Philadelphia Mayor Jim Kenney is proposing a tax on sugary drinks to invest $350 million into the city's neighborhood parks, recreation centers and libraries.
The 3 cent tax on sugary drink distributors is part of a broader proposal that would expand pre-kindergarten, create 25 community schools, inject $26 million into the city's pension fund and improve energy efficiency in the city's buildings. Kenney outlined his budget priorities March 3 in his first budget address to the Philadelphia City Council.
"The problem is that Big Soda charges our citizens, small businesses and distributors much, much more than what it costs for them to make the soda," Kenny said in his speech to the council. "The programs this tax will fund, like pre-k and investments in parks, libraries and rec centers, will actually help small businesses."

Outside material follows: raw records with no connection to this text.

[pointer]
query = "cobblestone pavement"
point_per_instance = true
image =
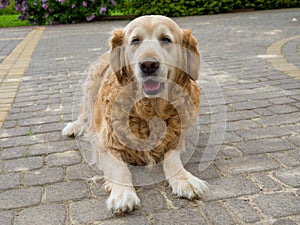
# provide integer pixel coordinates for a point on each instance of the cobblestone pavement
(254, 176)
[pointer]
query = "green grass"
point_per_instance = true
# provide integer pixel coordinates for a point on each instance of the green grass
(12, 21)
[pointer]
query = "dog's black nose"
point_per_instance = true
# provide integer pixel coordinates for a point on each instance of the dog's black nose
(149, 66)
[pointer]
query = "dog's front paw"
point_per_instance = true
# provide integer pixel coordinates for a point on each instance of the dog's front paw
(185, 185)
(71, 129)
(122, 199)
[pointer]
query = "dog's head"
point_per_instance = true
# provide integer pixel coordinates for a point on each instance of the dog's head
(153, 49)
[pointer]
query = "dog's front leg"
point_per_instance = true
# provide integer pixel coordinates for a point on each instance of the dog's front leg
(118, 182)
(182, 182)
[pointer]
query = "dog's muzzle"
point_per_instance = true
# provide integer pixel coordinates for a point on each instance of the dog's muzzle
(152, 85)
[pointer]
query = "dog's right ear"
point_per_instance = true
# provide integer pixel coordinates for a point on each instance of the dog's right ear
(117, 54)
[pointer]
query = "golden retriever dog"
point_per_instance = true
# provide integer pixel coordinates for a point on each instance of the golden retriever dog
(139, 101)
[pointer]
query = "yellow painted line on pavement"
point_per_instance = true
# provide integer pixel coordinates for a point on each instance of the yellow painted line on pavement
(280, 62)
(13, 68)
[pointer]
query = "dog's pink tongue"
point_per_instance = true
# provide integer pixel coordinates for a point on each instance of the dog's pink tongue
(151, 85)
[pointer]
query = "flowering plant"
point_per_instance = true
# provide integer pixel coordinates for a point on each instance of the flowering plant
(4, 4)
(62, 11)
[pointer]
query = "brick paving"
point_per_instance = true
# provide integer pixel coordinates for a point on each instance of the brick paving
(253, 175)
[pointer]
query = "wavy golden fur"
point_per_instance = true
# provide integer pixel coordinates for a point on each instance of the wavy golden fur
(112, 105)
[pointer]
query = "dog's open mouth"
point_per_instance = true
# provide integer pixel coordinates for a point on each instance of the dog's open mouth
(152, 86)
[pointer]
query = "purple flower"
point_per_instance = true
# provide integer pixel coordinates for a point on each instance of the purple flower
(45, 6)
(102, 10)
(90, 18)
(113, 2)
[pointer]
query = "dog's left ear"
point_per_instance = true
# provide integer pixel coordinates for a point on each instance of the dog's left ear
(192, 54)
(116, 54)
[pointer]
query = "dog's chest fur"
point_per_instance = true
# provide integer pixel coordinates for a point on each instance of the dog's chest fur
(128, 123)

A number of local leaders expressed support for Kenney's proposal.
The Philadelphia Police Athletic League provides out-of-school athletic and educational programming of approximately 18,000 children in facilities across the city, including several city-owned recreation centers. Ted Qualli, civilian athletic director, Philadelphia Police Athletic League, said the organization is "excited by the prospect" of capital improvements throughout the department of parks and recreation.
"Repairing and upgrading facilities will go a long way toward leveling the playing field for all Philadelphia children, especially those in our underserved neighborhoods,” Qualli said in a statement.
Elaine Gonzalez Johnson, founder, Latinas in Motion, said in a statement: “As a mom and a community leader, I know how desperately the children in our city’s neighborhoods need high-quality pre-K to help them be ready for school and rec center programs to give them a safe place to exercise. Mayor Kenney’s proposal can make a big difference for Philly’s kids."
Opponents to Kenny's proposal also have emerged.
The American Beverage Association, which represents the non-alcoholic refreshment beverage industry, renewed its registration as a Philadelphia lobbyist on Monday, according to a Philly.com report.
"We're giving voice to the people opposed to taxes on grocery items and educating them about the proposal," American Beverage Association spokesperson, Lauren Kane, told Philly.com. "These taxes are wildly unpopular and discriminatory."
Daniel Grace, secretary, Teamsters Local 830, told Philly.com: "I'm not only representing my members, whose jobs are at stake, I'm representing low-income single mothers, welfare recipients, everybody this tax is an unfair burden on."
Kenney's proposal is not the first time a Philadelphia mayor has tried to pass a tax on sugary drinks. Former mayor Michael Nutter tried and failed twice to get the council to pass a two-cents-per-ounce tax on sugary drinks. The last failed attempt was in 2011.